Connections between imaging techniques in the biomedical and ecological sciences and those of contemporary artistic practice are discussed in relation to Adams’ research and in the wider context of media art histories. Through three examples from her transdisiplinary art/science projects – extending through the biomedical sciences to neuroscientific research on the European honey bee – Adams explores practical models for interference and alternative discourses for media art. The selected projects have repositioned scientific image data within an expanded field of artistic critique and audience experience. Adams begins by describing her reinterpretations and recontextualisations of digital videomicrograph adult stem cell experimental image data in the immersive, interactive art installation: machina  carnis; where her creative “interference” with the habitual scientific reading of the image data engendered a viewer/ artwork relationship that fostered an intimate, personalised interpretive dynamic. Adams’ continued to question contemporary representations of “humanness” when she carried out experimental research in the largest indoor facility for honeybee research in Australia. The video: HOST responded to the permeable membrane of interspecies proximity the artist experienced in this environment and the role of the high-end digital imaging technologies that recorded the honeybee behaviours.
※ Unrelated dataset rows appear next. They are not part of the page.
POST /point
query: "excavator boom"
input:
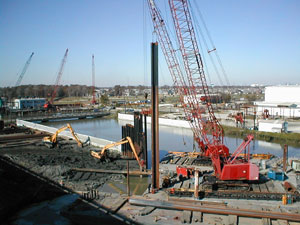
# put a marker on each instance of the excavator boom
(52, 140)
(102, 153)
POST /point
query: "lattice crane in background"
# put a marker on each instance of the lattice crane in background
(93, 80)
(49, 103)
(208, 132)
(24, 70)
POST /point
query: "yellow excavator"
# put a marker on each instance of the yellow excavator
(51, 141)
(102, 153)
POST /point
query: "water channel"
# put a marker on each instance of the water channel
(170, 138)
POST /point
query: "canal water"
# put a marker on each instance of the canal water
(170, 138)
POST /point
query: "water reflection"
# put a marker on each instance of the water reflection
(170, 138)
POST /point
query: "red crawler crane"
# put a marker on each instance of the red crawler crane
(93, 80)
(49, 103)
(208, 132)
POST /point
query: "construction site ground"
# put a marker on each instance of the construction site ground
(38, 186)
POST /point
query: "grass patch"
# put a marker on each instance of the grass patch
(292, 139)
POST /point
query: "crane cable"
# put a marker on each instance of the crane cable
(214, 49)
(199, 30)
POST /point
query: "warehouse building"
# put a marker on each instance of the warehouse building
(29, 103)
(280, 101)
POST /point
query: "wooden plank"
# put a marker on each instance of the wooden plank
(119, 204)
(256, 187)
(181, 161)
(146, 210)
(197, 217)
(271, 187)
(186, 216)
(263, 188)
(190, 161)
(177, 185)
(175, 160)
(186, 184)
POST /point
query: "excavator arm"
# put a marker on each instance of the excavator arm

Finally, the mixed reality interactive artwork: mellifera poetically re-interpreted artistic observations of honeybees through the creation of a virtual environment in Second Life and real-time interactive gallery terminals. Adams demonstrates that the overall focus of these projects is on open-ended, transdisciplinary methodologies that disrupt and intervene with scientific construction of the “self” and fully explore the creative potentials of hybrid media art.